Time for a Reset on Human Rights

Obama’s record has been a disappointment. Now he has a second chance to get it right.

BY SUZANNE NOSSEL | NOVEMBER 7, 2012

In 2008, Barack Obama's election thrilled many human rights activists. For eight years under George W. Bush, the U.S. government had used torture, held hundreds in long-term detention without trial, and committed abuses at wartime prisons such as Iraq's Abu Ghraib. Rights advocates hoped -- and, based on many of Obama's election-season remarks, reasonably expected -- that the unlawful renditions, secret prisons, and unfair trials would give way to a new American commitment the Constitution and international law.

Although Obama faced truculent political opposition in his first term, his weak record on human rights cannot be explained away by economic exigencies or even congressional defiance. Obama now openly embraces the concept of a global "war on terror" as grounds to override international human rights norms and reinterpret the Constitution. Osama Bin Laden's killing was not only the chief talking point of his campaign but a synecdoche for his approach to the terrorist threat, one in which the administration writes its own rules. Although preventing attacks on U.S. soil represents an important human rights victory, this should not overshadow the worrisome direction of U.S. human rights policy and its long-term consequences. If the president's legacy is to include reclaiming U.S. human rights credibility, he needs to face up to his troubling record, and fix it.

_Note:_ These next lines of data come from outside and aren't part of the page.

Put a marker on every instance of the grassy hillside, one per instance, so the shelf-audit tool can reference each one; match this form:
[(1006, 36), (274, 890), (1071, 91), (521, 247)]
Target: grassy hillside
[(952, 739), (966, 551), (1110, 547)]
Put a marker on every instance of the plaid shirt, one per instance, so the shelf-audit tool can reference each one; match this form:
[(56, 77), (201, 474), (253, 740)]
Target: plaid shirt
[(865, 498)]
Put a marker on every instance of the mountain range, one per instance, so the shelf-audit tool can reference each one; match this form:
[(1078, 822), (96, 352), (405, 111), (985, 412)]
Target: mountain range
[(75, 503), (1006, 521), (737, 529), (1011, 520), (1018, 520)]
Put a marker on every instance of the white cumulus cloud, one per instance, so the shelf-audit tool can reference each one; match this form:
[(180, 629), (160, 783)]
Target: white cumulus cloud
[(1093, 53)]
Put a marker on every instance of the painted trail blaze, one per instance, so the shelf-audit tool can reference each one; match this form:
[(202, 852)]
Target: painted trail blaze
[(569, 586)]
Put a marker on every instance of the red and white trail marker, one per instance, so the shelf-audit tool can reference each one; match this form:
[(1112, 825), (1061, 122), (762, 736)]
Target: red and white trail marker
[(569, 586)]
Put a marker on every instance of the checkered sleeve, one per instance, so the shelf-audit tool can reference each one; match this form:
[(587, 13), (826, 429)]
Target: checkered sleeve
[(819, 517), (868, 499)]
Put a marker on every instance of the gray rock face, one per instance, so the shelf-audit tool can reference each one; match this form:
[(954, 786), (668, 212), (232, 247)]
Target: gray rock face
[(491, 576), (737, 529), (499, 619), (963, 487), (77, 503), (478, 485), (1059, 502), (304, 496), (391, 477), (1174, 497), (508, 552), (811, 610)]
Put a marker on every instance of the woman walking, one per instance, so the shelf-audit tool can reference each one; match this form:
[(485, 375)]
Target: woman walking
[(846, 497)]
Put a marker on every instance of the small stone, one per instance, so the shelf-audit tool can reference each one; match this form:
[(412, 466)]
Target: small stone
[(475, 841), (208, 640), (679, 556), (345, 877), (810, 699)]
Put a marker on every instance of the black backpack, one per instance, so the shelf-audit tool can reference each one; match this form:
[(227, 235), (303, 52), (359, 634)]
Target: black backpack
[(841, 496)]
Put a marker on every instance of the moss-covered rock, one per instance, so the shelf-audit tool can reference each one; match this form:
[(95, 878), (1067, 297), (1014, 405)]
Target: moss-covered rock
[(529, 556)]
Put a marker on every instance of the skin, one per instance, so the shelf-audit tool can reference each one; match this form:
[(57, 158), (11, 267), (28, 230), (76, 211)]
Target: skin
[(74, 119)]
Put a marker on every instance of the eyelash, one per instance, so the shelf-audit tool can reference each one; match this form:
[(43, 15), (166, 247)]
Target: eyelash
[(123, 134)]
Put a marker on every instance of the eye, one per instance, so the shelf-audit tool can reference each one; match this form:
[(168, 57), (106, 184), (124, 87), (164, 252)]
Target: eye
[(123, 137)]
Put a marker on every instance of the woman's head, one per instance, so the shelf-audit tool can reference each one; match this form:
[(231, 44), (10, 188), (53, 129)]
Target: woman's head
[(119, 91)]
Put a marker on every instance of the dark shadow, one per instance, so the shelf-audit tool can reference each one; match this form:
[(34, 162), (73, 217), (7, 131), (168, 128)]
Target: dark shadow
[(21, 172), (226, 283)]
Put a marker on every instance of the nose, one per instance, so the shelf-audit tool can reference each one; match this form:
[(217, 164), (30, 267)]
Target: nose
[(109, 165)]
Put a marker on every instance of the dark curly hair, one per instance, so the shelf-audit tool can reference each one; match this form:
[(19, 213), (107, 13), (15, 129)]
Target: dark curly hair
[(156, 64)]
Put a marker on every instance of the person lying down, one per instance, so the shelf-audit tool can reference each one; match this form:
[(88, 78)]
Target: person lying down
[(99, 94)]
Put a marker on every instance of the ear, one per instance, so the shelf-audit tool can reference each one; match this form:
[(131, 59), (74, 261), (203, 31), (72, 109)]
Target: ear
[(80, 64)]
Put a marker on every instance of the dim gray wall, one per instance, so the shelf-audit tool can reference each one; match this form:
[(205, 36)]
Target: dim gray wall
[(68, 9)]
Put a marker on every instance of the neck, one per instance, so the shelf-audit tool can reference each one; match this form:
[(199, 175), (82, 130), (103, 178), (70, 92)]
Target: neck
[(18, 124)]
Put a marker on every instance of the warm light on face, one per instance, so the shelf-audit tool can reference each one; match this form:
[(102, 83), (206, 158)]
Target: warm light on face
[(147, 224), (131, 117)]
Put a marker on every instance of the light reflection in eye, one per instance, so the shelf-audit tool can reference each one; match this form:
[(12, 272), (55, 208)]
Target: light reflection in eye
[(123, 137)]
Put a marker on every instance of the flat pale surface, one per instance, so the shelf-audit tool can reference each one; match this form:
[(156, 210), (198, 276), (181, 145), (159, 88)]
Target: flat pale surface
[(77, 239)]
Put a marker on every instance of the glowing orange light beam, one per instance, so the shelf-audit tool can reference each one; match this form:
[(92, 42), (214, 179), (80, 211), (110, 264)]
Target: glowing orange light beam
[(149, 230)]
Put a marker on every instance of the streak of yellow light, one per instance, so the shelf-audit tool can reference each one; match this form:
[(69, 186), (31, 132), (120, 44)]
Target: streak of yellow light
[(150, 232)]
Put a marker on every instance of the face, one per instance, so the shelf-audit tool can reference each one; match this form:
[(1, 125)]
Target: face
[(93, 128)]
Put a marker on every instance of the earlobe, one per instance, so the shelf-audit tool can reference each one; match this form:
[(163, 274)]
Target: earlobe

The Obama administration has led in some areas of human rights policy; examples include advancing gay and lesbian rights, bolstering U.N. human rights mechanisms, and promoting Internet freedom. But where human rights norms are pitted against counterterrorism tactics, it has fallen down. Blocked by Congress, Obama broke his first-term promise to close Guantánamo. Four years later, that failure barely seems to register as a disappointment; 167 men languish in the prison, including 55 who are cleared for release but have not been transferred.

Recent weeks have revealed details of an Orwellian "disposition matrix" -- a kill list of top terrorist targets that keeps getting longer. The administration claims the authority to kill those named, anytime and anywhere, based on secret information and unreviewable judgments. The administration has declared any man killed by a drone to be an enemy terrorist, and defends such killings regardless of resulting civilian casualties.

With the U.S. withdrawing from Afghanistan, these extraordinary powers are detached from any major battlefield or conventional war. The administration is now backed into claiming that a war exists because it has convinced itself it cannot function without a broad license to kill. Short of al Qaeda suing for peace, this war may never end. The administration's reshaping of the concept of war risks undoing over 100 years of evolution of the laws of war, and the protections those laws have delivered.

The next four years will define whether this rewriting of the rules becomes a bipartisan "new normal" in the United States, and implicit permission for the rest of the world to sidestep human rights. Absent swift progress to close Guantánamo, the men now held will likely die there of old age decades from now, since no future president is likely to renew Obama's ill-fated pledge to close the facility. And even if the Guantánamo detainees are transferred to a U.S. prison, bringing indefinite detention onshore, it is hard to fathom the practice will not be used again to deal with future threats. The bipartisan affirmation of drone use will make those weapons routine for the United States and any other government with a kill list of its own.